Metallic support films reduce optical heating in cryogenic correlative light and electron tomography

Abstract

Super-resolved cryogenic correlative light and electron tomography is an emerging method that provides both the single-molecule sensitivity and specificity of fluorescence imaging, and the molecular scale resolution and detailed cellular context of tomography, all in vitrified cells preserved in their native hydrated state. Technical hurdles that limit these correlative experiments need to be overcome for the full potential of this approach to be realized. Chief among these is sample heating due to optical excitation which leads to devitrification, a phase transition from amorphous to crystalline ice. Here we show that much of this heating is due to the material properties of the support film of the electron microscopy grid, specifically the absorptivity and thermal conductivity. We demonstrate through experiment and simulation that the properties of the standard holey carbon electron microscopy grid lead to substantial heating under optical excitation. In order to avoid devitrification, optical excitation intensities must be kept orders of magnitude lower than the intensities commonly employed in room temperature super-resolution experiments. We further show that the use of metallic films, either holey gold grids, or custom made holey silver grids, alleviate much of this heating. For example, the holey silver grids permit 20× the optical intensities used on the standard holey carbon grids. Super-resolution correlative experiments conducted on holey silver grids under these increased optical excitation intensities have a corresponding increase in the rate of single-molecule fluorescence localizations. This results in an increased density of localizations and improved correlative imaging without deleterious effects from sample heating.

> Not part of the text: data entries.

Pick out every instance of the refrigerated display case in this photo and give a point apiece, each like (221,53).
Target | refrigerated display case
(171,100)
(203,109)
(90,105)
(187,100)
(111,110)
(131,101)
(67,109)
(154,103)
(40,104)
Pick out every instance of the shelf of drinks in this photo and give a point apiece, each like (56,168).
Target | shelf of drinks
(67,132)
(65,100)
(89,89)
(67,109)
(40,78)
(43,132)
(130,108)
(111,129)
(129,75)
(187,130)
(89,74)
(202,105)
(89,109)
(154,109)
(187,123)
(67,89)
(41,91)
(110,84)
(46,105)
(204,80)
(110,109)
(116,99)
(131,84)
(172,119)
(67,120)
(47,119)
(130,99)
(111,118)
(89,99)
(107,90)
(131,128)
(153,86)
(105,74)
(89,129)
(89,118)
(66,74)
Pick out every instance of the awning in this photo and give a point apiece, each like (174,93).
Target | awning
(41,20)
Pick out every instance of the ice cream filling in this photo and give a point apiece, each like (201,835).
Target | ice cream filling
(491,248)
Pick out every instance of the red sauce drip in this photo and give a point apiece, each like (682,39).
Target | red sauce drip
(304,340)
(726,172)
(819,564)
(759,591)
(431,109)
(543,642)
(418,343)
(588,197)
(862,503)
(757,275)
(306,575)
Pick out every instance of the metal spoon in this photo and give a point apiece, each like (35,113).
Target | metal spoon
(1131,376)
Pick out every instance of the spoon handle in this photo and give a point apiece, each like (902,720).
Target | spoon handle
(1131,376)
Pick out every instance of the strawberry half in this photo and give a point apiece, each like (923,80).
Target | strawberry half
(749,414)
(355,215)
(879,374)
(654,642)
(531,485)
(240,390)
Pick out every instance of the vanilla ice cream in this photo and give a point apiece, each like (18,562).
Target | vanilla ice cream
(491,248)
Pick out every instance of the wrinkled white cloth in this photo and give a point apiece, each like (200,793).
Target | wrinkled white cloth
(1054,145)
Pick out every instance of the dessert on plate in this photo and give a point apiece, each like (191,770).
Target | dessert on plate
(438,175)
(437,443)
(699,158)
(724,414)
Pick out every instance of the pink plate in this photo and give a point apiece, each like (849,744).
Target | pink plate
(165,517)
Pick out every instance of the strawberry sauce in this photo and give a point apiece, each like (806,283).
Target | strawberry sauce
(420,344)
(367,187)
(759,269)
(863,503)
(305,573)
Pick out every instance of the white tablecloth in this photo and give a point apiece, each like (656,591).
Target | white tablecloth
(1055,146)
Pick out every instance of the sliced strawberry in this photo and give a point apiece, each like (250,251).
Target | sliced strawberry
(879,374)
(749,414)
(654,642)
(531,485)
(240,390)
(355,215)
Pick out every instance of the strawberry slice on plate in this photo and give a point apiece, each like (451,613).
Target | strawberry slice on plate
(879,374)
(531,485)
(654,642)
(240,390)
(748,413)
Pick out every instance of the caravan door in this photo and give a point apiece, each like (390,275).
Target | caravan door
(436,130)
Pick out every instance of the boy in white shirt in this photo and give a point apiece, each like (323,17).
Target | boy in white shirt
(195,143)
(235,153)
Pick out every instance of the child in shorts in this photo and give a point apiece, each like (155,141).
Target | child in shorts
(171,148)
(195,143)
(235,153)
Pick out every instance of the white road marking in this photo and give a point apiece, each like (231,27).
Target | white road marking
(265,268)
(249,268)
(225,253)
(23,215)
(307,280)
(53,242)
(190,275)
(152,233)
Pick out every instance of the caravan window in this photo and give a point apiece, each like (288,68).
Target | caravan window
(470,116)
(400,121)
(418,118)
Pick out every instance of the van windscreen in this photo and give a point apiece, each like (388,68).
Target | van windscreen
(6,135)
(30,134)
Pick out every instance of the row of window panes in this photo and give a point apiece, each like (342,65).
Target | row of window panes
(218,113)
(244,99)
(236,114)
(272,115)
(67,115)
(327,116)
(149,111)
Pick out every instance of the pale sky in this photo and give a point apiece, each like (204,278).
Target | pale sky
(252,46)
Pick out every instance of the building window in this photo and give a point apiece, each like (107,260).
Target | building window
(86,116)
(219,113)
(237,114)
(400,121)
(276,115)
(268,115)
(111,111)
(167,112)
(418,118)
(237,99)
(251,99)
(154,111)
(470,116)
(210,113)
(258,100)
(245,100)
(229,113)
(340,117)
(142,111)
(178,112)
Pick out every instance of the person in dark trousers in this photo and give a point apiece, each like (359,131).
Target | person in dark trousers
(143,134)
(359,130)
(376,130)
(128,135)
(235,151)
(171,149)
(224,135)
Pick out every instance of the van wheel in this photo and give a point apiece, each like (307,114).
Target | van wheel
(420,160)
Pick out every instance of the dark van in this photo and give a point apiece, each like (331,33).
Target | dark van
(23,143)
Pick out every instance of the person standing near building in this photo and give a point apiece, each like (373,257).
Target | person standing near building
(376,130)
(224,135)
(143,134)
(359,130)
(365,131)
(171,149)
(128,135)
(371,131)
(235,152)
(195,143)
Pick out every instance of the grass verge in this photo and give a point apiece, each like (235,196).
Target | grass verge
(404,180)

Keywords: CLEM; Cryogenic electron tomography; Fluorescence microscopy; Single-molecule; Super-resolution.

Figure 1:

Low magnification optical image and cartoon top and side views of the three electron microscopy grid types used in this study. (a) R 2/2 holey carbon support film on a 200 mesh copper G200F1 finder grid geometry (Quantifoil N1-C16nCuG1-01). (b) Custom ordered grid with gold ultrAuFoil support film on a 200 mesh gold H2 finder grid geometry (Quantifoil N1-A16nAuH2-01). (c) The same support film and grid as in a with a 50 nm layer of silver deposited on the top surface.

Figure 2:

Thresholds for optical excitation that lead to sample devitrification. a) Top row shows samples excited with intensities just below the threshold. Bottom row shows samples excited with intensities just above the threshold. Listed intensities are the peak intensity of the 561 nm Gaussian beam profile. b) Analysis of vitrification state of all grid squares analyzed post-illumination to determine devitrification threshold ranges found in this study. Devitrification was assessed at the center of each grid square adjacent to the peak optical intensities. Each mark indicates a grid square illuminated for five minutes with the peak intensity listed on the x-axis. Dashed lines indicate the intensity regime in which grids of each support film type are near the devitrification threshold.

Figure 3:

Simulation of optically driven sample heating. a) Simulation geometry intended to represent a single grid square. The boundaries of the grid square were fixed to be 77 K and sample heating was due to the absorption of a 561 nm laser with a Gaussian beam profile. The amount of energy absorbed and how it was dissipated depended on the various support film material properties. b) Representative isotherms from solving equation 1 for the standard carbon grid illuminated by a Gaussian beam with a peak intensity of 50 W/cm². The red star marks the peak temperature, in this case ~120 K c) Plot of the peak temperature as a function of excitation intensity for the three different support films. The red star is the same as that shown in b.

Figure 4:

Grid autofluorescence due to 561 nm optical excitation at room temperature for a) carbon grid, b) gold grid, and c) silver grid displayed with the same intensity scaling. d) Mean background measured for each of the three different grid types. Error bars show the standard deviation of background measured from six different grid squares for each grid type.

Figure 5:

Improved single-molecule imaging and srCryoCLEM using silver grids demonstrated by imaging of PAmKate-PopZ fusion in C. crescentus. a) Background subtracted fluorescence brightness trace taken from an integrated cell pole imaged on a carbon grid with 50 W/cm². Green highlights the contributions from a single emitter and gray denotes the estimated background. b) The same as panel a except imaged on silver support film with 1000 W/cm². Note the difference in time the emitters spend in an emissive state. c) Histogram of lateral localization precision for emitters imaged on silver grids. Precision is determined experimentally from the standard error of the mean from localizations of the same emitter across multiple frames. Localization data comes from 10 cells and 303 emitters. d). Central slice of a representative tomographic reconstruction of a C. crescentus cell. e) Overlay of single-molecule fluorescent localizations (green circles) and central slice of cryoET reconstruction. Each circle is centered on the estimated location of an individual emitter with the radius of the circle being that emitter’s localization precision. There is an additional registration error, i.e. an error in the alignment of fluorescence localizations and CryoET data, of ~30 nm that is not shown, see Materials and Methods section. This registration error would be the same for all localizations and would serve to shift the cloud of localizations slightly. The zoom shows the polar region with the ribosome excluded region manually annotated in red.